Le Gouvernement a en outre mis en place une méthode de travail ambitieuse en interministériel et avec les services déconcentrés, avec la désignation de référents ruralité dans les ministères et dans chaque préfecture. Les préfets sont par ailleurs en train de rédiger des "stratégies départementales ruralité", qui permettront de décliner l'agenda rural au plus près du terrain.

Le ministère de la cohésion des territoires et des relations avec les collectivités territoriales travaille au renforcement de l'offre d'ingénierie en direction des collectivités.

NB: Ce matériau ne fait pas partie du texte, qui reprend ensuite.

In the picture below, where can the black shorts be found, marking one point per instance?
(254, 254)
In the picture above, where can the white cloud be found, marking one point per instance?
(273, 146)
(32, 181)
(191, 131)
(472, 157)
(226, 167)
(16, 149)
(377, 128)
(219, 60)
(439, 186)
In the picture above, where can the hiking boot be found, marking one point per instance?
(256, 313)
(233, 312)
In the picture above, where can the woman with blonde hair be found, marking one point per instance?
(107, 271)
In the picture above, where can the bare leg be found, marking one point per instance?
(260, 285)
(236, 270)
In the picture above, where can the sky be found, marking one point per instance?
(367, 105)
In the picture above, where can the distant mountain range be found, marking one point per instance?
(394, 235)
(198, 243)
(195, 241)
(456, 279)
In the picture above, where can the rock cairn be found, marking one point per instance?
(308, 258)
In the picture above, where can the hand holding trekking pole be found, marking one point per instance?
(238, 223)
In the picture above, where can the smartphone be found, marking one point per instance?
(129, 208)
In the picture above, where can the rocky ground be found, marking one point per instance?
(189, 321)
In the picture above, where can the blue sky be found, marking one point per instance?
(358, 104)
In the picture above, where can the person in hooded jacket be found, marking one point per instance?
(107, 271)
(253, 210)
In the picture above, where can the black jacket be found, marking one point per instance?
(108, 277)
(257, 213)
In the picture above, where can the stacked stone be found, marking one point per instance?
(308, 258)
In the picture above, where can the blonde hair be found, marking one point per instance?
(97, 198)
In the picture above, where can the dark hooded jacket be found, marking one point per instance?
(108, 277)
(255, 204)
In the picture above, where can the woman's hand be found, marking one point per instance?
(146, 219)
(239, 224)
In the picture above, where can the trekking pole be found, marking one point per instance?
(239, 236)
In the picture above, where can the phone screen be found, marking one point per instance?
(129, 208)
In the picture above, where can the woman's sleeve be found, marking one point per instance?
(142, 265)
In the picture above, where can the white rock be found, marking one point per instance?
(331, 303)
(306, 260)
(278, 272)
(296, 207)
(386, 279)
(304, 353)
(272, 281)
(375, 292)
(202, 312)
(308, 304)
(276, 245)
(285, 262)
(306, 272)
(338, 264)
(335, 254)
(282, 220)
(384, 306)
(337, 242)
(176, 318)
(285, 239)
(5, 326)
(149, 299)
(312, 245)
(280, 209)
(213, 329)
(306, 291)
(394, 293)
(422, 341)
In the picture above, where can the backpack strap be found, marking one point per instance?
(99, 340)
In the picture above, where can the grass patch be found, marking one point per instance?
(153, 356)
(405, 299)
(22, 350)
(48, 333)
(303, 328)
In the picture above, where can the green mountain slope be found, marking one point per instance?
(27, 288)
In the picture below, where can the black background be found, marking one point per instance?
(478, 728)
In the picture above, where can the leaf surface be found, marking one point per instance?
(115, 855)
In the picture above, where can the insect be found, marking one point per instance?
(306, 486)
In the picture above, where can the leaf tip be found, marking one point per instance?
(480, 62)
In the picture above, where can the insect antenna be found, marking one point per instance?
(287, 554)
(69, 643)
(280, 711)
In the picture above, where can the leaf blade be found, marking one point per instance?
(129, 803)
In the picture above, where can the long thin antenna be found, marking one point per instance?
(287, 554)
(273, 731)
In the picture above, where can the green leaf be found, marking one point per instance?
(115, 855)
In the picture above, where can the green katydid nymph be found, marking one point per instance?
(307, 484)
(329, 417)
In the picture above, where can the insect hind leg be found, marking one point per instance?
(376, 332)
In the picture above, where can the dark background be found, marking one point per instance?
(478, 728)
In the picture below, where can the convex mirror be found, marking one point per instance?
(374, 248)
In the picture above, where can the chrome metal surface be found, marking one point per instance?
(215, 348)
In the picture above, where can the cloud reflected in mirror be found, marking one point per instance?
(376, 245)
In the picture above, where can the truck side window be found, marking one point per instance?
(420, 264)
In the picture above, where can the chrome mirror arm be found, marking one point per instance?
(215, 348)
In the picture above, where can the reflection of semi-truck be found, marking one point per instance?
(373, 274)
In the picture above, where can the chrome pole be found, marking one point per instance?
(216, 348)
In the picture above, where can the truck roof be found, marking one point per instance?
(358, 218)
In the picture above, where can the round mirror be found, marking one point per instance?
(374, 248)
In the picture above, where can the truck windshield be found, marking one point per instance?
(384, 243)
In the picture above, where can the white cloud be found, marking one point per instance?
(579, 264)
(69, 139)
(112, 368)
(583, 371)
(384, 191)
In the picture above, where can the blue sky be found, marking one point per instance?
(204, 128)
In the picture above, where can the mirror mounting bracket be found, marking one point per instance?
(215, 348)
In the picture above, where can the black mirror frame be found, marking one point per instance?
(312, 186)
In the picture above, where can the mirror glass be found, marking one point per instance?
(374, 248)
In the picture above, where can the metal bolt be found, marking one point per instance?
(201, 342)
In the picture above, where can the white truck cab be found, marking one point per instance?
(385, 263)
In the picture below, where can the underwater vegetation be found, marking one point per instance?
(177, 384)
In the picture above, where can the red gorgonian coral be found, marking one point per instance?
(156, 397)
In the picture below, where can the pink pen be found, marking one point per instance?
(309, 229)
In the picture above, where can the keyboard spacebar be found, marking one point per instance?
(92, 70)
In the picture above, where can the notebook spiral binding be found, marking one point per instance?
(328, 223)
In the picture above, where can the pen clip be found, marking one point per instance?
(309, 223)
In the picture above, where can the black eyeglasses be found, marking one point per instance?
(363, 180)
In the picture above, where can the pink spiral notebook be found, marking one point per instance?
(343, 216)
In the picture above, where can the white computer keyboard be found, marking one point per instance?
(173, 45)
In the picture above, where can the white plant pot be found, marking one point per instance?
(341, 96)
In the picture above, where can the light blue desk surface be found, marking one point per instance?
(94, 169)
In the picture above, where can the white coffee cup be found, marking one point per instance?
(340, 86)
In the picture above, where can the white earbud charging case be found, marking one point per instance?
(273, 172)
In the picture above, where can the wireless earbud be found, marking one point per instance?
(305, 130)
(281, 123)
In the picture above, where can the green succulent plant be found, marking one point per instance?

Outre le marché d'ingénierie de l'Agence nationale de la cohésion des territoires (ANCT), qui prendra intégralement en charge les prestations réalisées au profit des communes de 3 500 à 15 000 habitants, le financement de chefs de projets dans les collectivités va s'intensifier dans le cadre de programmes de l'ANCT (petites villes de demain notamment).

Le volontariat territorial en administration, qui sera officiellement lancé à la fin du mois, concourt également à cette offre d'ingénierie. Destiné sur deux ans à au moins 400 jeunes de 18 à 29 ans d'un niveau au moins bac+2, il leur permettra de s'engager pour une durée de 12 à 18 mois dans un territoire rural sur des missions de haut niveau, relevant notamment du montage de projets complexes. L'État financera à hauteur de 15 000 euros  les collectivités ou associations qui s'engagent dans ce dispositif.

La crise a renforcé l'attractivité des territoires ruraux et a constitué un accélérateur d'une tendance de fond qui lui préexistait de réinstallation de populations urbaines. Le développement du télétravail et le renforcement de l'action de l'État sur certaines priorités (santé, sécurité, accès aux services, etc.) permettront d'accompagner ce mouvement de fond "d'exode urbain".

Le Premier ministre présidera à la fin du printemps un troisième comité interministériel aux ruralités (CIR), qui sera l'occasion de faire le bilan de la mise en œuvre de l'agenda rural et de renforcer l'action de l'État sur les domaines d'action prioritaires en faveur des territoires ruraux.